In this weekly update, I give my view of the current market environment, offer a technical analysis of the S&P 500 chart, review our weekly fundamentals-based SectorCast rankings of the ten U.S. business sectors, and then offer up some actionable trading ideas, including a sector rotation strategy using ETFs and an enhanced version using top-ranked stocks from the top-ranked sectors.

Market overview:

Where to start? How about this. I have been doing quite a bit of traveling over the past five weeks, speaking with financial advisors in support of First Trust Portfolio’s launch of the unit investment trust that tracks Sabrient’s first mid-year Baker’s Dozen portfolio (we have been publishing a January top picks list since 2009). My latest travels have taken me to all four corners of the nation, from Orlando to Seattle to San Diego to Hartford, CT, plus Chicago and Philadelphia. And my colleagues have helped fill in when I couldn’t be two places at once, including Buffalo, Minneapolis, Little Rock, Cleveland, San Francisco, Tampa, and Charlotte. The reception from the advisor community has been overwhelmingly supportive, and it has been a pleasure to meet you all.

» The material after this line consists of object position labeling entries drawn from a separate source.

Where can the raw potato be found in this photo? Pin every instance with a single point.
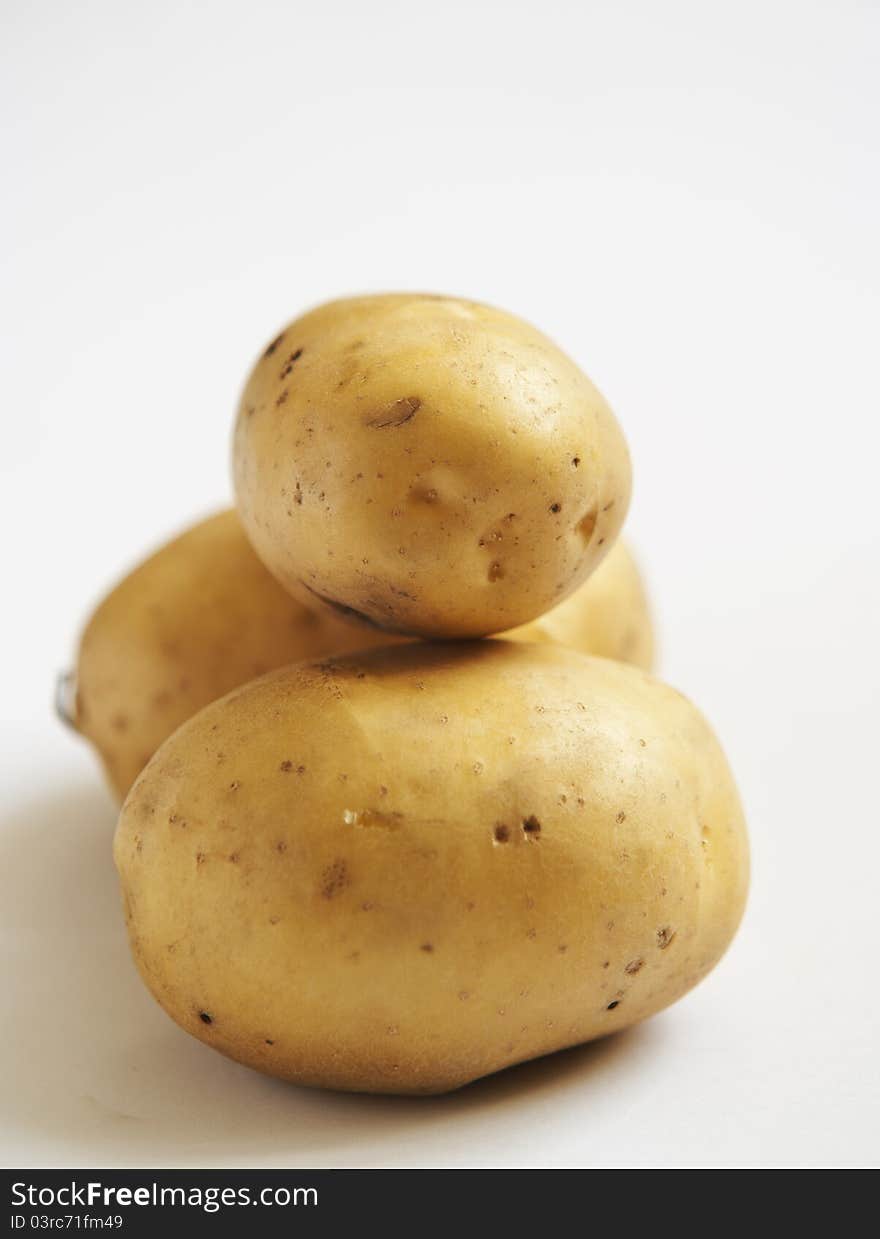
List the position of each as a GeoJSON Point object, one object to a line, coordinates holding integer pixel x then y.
{"type": "Point", "coordinates": [609, 615]}
{"type": "Point", "coordinates": [402, 870]}
{"type": "Point", "coordinates": [202, 616]}
{"type": "Point", "coordinates": [197, 618]}
{"type": "Point", "coordinates": [429, 465]}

Of course, the level of trepidation regarding the market is high, and diverse views as to the overall direction abound, from new highs coming to the start of a bear market. Although the majority seem to view the recent market weakness as a long-awaited buying opportunity (a second chance, if you will), there are definite pockets of fear and loathing. Some think we are entering a cyclical bear within a longer-term secular bull market, and then there are those who view the past 6-year bull run as nothing more than a cyclical bull within a longer-term secular bear market.

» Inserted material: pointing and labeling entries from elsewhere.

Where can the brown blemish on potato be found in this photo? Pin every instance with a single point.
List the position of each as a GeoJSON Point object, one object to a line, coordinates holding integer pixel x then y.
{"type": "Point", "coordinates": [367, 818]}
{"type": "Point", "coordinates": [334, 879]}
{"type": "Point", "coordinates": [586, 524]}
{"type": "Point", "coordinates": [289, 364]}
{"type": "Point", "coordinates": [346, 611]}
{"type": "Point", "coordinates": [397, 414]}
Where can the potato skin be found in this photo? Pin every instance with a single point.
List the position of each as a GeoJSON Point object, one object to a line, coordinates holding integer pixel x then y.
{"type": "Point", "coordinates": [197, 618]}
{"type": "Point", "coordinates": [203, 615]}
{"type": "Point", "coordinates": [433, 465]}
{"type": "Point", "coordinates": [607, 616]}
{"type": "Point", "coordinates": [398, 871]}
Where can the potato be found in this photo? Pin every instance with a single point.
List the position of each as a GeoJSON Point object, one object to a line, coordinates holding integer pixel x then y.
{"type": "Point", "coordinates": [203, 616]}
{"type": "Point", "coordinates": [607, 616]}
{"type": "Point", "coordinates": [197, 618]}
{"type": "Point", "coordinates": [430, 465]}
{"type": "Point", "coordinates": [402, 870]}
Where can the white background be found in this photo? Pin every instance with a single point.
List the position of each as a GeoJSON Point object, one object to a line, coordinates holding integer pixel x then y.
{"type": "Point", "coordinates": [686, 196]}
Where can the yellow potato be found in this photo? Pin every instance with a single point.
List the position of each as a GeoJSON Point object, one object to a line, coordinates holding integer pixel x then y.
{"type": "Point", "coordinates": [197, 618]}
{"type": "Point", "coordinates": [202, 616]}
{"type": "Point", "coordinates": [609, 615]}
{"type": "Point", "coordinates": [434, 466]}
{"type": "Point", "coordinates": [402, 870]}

In times like this, the various talking heads get a lot more air time, and advisors have been trotting out names like John Hussman, Nouriel Rubini, Jim Rickards, and Robert Shiller on the bear side, and names like Lee Cooperman, Jim Paulsen, Brian Wesbury, and Adam Parker on the bull side. Hussman says that the latest pullback was due to overvalued, overbought, overbullish conditions being joined by deteriorating market internals (i.e., more risk-averting than risk-seeking) and it was probably just a start of bad things to come. On the other hand, Wesbury asserts that recent data on auto sales, housing, initial claims, inventories, and investment point to improving GDP growth for Q3 while incomes and spending go up and corporate cash flow is at a record high. And Paulsen observes that historically, when commodity prices collapse in the middle of an economic recovery, usually what follows is an acceleration in economic growth, while recession risk is greater after a surge in prices. Cooperman says that bull markets have never ended before a single Fed rate hike. What to make of it all?

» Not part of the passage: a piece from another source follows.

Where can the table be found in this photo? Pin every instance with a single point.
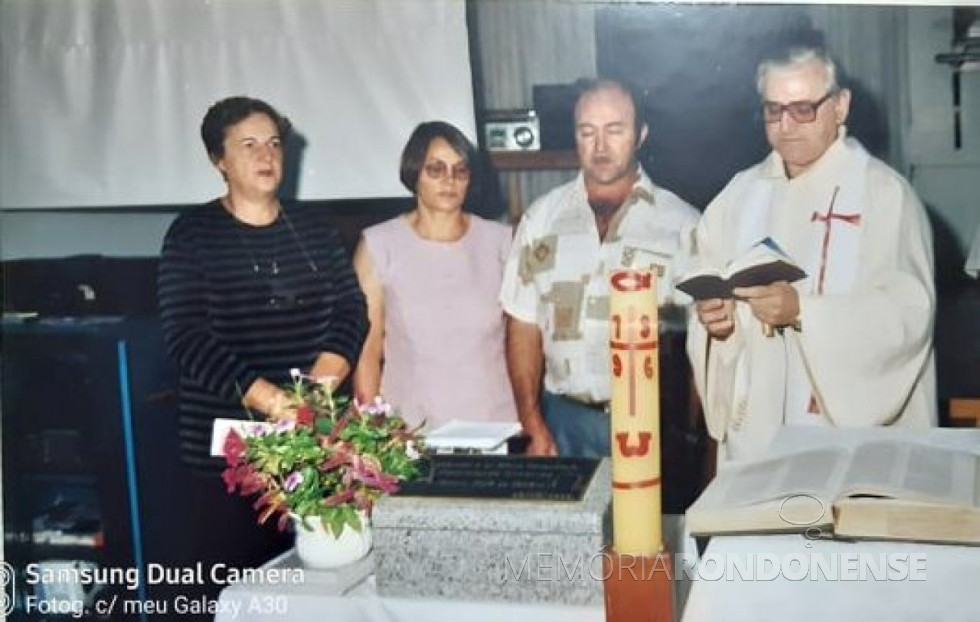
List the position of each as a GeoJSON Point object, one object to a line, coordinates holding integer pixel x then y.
{"type": "Point", "coordinates": [267, 603]}
{"type": "Point", "coordinates": [937, 583]}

Without putting my own spin on all of the various scenarios and rationales, let me for a moment comment on the bigger picture, beyond all the data and charts. That is, all of us around the world are in this together, and the onward progression of globalization is making it more so all the time. Today, we are seeing synchronized global policy stimulation comprising QE and rate cuts. Everyone in the G20 is essentially working to move in the same direction, and that direction calls for economic expansion and growing asset values across the board. There is little in the way of a zero-sum-game mentality anymore in which one country feels it must undercut another in order to achieve prosperity for its hungry masses at the expense of its neighbor.